Directed by James Foley
Written by William Goldman and Phil Alden Robinson
Coming off the success of A Time to Kill, we find the Grisham marathon turn to a young, hot Chris O’Donnell and old reliable actors Gene Hackman and Faye Dunaway to continue the success of the John Grisham cinematic universe. Sadly, the momentum has died out once again with The Chamber measuring in as a disappointing procedural with very little panache or explosive story to carry its judicial tale much further than the big screen adaptation as a vehicle for its stars. I know Grisham had tremendous commercial success as an author during the 90s, but I am beginning to see why the Hollywood adaptation model began to die out after this run, with just The Rainmaker and Runaway Jury to come before closing the book on this marathon.
Adam Hall (Chris O’Donnell) is a young lawyer who has just joined a firm in Chicago. Hoping to impress the boss, as well as for personal reasons, Hall pitches a defense for Sam Cayhall (Gene Hackman), an admitted racist who is on death row awaiting his execution via the gas chamber for his involvement in the murder of two children, who died in an explosion intended for a Jewish, minority sympathetic lawyer. As we soon learn, Adam is Cayhall’s grandson, conflicted by his blood, his displeasure of his grandfather, and his dedication to the law. Adam must navigate the testy opinion of his grandfather en route to defending his life and attempting to avoid the execution.

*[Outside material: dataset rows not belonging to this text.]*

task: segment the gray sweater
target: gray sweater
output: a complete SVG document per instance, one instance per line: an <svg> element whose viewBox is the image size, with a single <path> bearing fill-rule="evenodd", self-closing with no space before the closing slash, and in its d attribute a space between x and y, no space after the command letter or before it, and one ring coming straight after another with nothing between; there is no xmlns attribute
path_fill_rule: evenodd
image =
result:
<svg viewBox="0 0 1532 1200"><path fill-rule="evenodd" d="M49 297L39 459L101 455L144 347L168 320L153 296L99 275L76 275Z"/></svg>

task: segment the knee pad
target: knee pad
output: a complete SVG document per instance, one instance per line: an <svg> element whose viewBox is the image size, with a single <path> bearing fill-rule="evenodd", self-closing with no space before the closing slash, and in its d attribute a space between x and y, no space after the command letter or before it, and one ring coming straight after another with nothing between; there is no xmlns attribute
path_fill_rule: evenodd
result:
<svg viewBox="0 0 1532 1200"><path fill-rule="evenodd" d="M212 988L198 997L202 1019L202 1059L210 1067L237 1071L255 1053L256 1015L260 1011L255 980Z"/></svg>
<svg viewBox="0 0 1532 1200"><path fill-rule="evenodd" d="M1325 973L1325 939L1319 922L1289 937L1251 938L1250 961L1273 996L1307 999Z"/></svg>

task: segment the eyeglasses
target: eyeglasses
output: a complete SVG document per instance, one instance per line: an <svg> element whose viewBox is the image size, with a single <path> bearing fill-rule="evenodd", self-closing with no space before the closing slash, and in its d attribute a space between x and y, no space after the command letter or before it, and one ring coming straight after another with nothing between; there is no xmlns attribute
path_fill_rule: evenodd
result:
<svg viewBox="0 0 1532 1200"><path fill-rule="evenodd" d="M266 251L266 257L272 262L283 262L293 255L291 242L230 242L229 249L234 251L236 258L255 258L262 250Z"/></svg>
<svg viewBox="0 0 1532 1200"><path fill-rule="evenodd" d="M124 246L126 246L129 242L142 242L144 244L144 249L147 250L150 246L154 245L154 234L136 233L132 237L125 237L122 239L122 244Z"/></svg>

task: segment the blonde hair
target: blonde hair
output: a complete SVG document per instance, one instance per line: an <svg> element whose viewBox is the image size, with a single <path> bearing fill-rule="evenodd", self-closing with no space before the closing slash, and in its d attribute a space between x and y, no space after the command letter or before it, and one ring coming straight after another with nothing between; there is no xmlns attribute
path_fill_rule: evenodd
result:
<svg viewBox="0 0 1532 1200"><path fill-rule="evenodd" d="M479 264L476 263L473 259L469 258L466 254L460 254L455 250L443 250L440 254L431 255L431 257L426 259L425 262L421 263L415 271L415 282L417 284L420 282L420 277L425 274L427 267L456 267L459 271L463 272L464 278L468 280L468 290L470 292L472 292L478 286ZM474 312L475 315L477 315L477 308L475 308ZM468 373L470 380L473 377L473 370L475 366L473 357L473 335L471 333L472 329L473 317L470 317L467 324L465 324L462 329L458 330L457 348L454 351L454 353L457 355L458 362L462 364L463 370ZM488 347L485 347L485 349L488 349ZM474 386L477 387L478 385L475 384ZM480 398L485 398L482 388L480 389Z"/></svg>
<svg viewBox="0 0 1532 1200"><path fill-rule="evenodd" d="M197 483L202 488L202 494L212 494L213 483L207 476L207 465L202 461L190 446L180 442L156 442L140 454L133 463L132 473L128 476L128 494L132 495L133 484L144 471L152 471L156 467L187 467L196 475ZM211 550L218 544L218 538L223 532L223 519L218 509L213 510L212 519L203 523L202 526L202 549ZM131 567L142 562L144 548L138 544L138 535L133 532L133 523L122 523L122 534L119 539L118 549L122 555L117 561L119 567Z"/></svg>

The up and downs of this marathon continue with this disappointing entry. Despite the best efforts of Gene Hackman, who is clearly dedicated to being as disgustingly racist as possible, his verve is not matched by Chris O’Donnell, who is in the middle of his 90s moment which did not pan out simply due to the fact that he just wasn’t the next Tom Cruise (see The Firm). Ultimately, this is not really O’Donnell’s fault, as the material is just not all that stirring and cinematic as past entries have been. As I will explore further, the premise is solid, but Foley’s execution leaves a lot to be desired, seemingly avoiding the tough questions in any depth of investigation.
While I think the moral struggle of defending such a terrible person, one who admits to being as racist as he is, and having committed the crime of which he is convicted, James Foley did not really communicate that struggle as purposefully as it could have been, which is likely partially due to O’Donnell’s limited charisma and emotional resonance with the audience. It’s a fascinating problem of trusting the law, believing in the law, and defending the law over all things human in terms of emotion, aggression and revenge. Everyone wants to see this man die, but is his death just? Does the law truly defend taking his life, or is the human element of passion and anger playing too large a part in the fate of Sam Cayhall.
I wish we could have seen a better investigation of these questions, especially with the involvement of Sam’s sister Lee, played by Faye Dunaway, and her embarrassment to be related to this man, going to lengths to hide this fact. As I work my way through this review, I slowly realize that there is actually much more to this story than I remember, which is a failing of the film. I would imagine that the text on which the film is based is much richer and more interesting, as the resulting adaptation squanders interesting ideas and questions and instead delivers only a mildly entertaining and mediocre slog through the process.